= Mother Machree (song) =

1910 Irish-American song

"Mother Machree" is a 1910 American-Irish song with lyrics by Rida Johnson Young and singer Chauncey Olcott, and music by Ernest Ball. It was originally written for the show Barry of Ballymoore. It was first released by Chauncey Olcott, then by Will Oakland in 1910. The song was later kept popular by John McCormack and others. It was used in films including Mother Machree (1928) and Rose of Washington Square (1939).

The song lyrics contain the words "I kiss the dear fingers so toil worn for me. Oh God bless you and keep you Mother Machree". "Machree" is an Anglicization of the Irish mo chroí /ga/, an exclamation meaning "my heart."

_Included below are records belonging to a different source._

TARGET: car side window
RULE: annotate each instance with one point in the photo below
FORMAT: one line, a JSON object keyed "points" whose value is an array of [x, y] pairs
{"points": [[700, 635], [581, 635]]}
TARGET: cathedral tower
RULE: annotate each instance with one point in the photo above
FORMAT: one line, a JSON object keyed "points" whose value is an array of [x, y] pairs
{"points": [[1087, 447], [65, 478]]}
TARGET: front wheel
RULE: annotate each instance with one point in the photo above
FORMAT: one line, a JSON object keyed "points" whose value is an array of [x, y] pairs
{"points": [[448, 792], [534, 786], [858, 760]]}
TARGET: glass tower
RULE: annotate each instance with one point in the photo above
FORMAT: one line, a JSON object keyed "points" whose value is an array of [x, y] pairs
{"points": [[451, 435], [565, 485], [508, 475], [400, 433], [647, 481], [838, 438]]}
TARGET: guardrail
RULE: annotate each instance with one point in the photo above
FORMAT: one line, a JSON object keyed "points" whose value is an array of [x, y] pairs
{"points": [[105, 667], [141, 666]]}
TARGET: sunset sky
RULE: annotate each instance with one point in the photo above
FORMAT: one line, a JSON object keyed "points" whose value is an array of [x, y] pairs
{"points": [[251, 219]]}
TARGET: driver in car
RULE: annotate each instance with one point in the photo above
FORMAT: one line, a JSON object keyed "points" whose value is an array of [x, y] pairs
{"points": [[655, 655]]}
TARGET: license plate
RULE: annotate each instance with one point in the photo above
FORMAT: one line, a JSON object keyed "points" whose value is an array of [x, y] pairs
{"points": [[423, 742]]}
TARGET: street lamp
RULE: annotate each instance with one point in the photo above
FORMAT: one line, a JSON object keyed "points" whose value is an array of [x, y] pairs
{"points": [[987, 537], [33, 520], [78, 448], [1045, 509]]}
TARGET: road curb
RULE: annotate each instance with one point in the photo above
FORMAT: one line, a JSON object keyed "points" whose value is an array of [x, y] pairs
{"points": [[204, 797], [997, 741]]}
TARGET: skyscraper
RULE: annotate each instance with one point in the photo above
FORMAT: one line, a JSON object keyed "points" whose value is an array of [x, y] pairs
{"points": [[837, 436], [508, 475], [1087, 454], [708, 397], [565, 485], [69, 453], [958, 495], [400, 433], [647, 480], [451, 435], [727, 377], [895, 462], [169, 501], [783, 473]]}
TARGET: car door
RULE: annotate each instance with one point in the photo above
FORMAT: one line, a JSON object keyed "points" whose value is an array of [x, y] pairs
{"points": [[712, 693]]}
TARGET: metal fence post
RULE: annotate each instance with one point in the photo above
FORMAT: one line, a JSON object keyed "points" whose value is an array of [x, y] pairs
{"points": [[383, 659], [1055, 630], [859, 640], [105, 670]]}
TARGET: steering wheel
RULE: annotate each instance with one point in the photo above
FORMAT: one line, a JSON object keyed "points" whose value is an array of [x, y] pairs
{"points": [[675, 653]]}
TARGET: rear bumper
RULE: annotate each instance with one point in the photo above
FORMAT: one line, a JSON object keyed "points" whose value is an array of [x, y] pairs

In Chapter 4 of James M. Cain's classic crime novel The Postman Always Rings Twice (1934), Nick the Greek sings "Mother Machree" twice in the bathtub while Frank listens outside the house, waiting for Nick's wife to bludgeon and drown her husband. The song made an appearance in the Coen Brothers' film The Ballad of Buster Scruggs when Tom Waits playing the Prospector in the segment "All Gold Canyon" sings as he appears from the thick woods leading his mule into the Gold Canyon, and at the end of the film Widows' Peak, when characters played by Mia Farrow and Natasha Richardson are finally reunited. Lyrics of the song are also briefly featured in the Scorsese film The Departed, in which Jack Nicholson playing crime boss Frank Costello sings them. The 1932 W.C. Fields-Jack Oakie comedy film Million Dollar Legs features a character named Mata Machree, a play on this song and Mata Hari.